Protein Primary Structure - Relation To Secondary and Tertiary Structure

Relation To Secondary and Tertiary Structure

The primary structure of a biological polymer to a large extent determines the three-dimensional shape known as the tertiary structure, but nucleic acid and protein folding are so complex that knowing the primary structure often doesn't help either to deduce the shape or to predict localized secondary structure, such as the formation of loops or helices. However, knowing the structure of a similar homologous sequence (for example a member of the same protein family) can unambiguously identify the tertiary structure of the given sequence. Sequence families are often determined by sequence clustering, and structural genomics projects aim to produce a set of representative structures to cover the sequence space of possible non-redundant sequences.

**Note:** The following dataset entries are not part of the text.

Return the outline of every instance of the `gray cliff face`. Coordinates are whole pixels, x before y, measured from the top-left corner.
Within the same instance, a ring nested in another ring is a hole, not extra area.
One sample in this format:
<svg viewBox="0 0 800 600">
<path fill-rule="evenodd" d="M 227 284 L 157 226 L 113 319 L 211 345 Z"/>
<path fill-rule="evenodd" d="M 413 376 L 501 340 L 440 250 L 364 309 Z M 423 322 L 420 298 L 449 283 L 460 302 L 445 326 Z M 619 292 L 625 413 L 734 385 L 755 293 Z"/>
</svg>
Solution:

Read more about this topic:  Protein Primary Structure

Famous quotes containing the words relation to, relation, secondary, tertiary and/or structure:

    To be a good enough parent one must be able to feel secure in one’s parenthood, and one’s relation to one’s child...The security of the parent about being a parent will eventually become the source of the child’s feeling secure about himself.
    Bruno Bettelheim (20th century)

    Our sympathy is cold to the relation of distant misery.
    Edward Gibbon (1737–1794)

    Readers are less and less seen as mere non-writers, the subhuman “other” or flawed derivative of the author; the lack of a pen is no longer a shameful mark of secondary status but a positively enabling space, just as within every writer can be seen to lurk, as a repressed but contaminating antithesis, a reader.
    Terry Eagleton (b. 1943)

    Morality is a venereal disease. Its primary stage is called virtue; its secondary stage, boredom; its tertiary stage, syphilis.
    Karl Kraus (1874–1936)

    Just as a new scientific discovery manifests something that was already latent in the order of nature, and at the same time is logically related to the total structure of the existing science, so the new poem manifests something that was already latent in the order of words.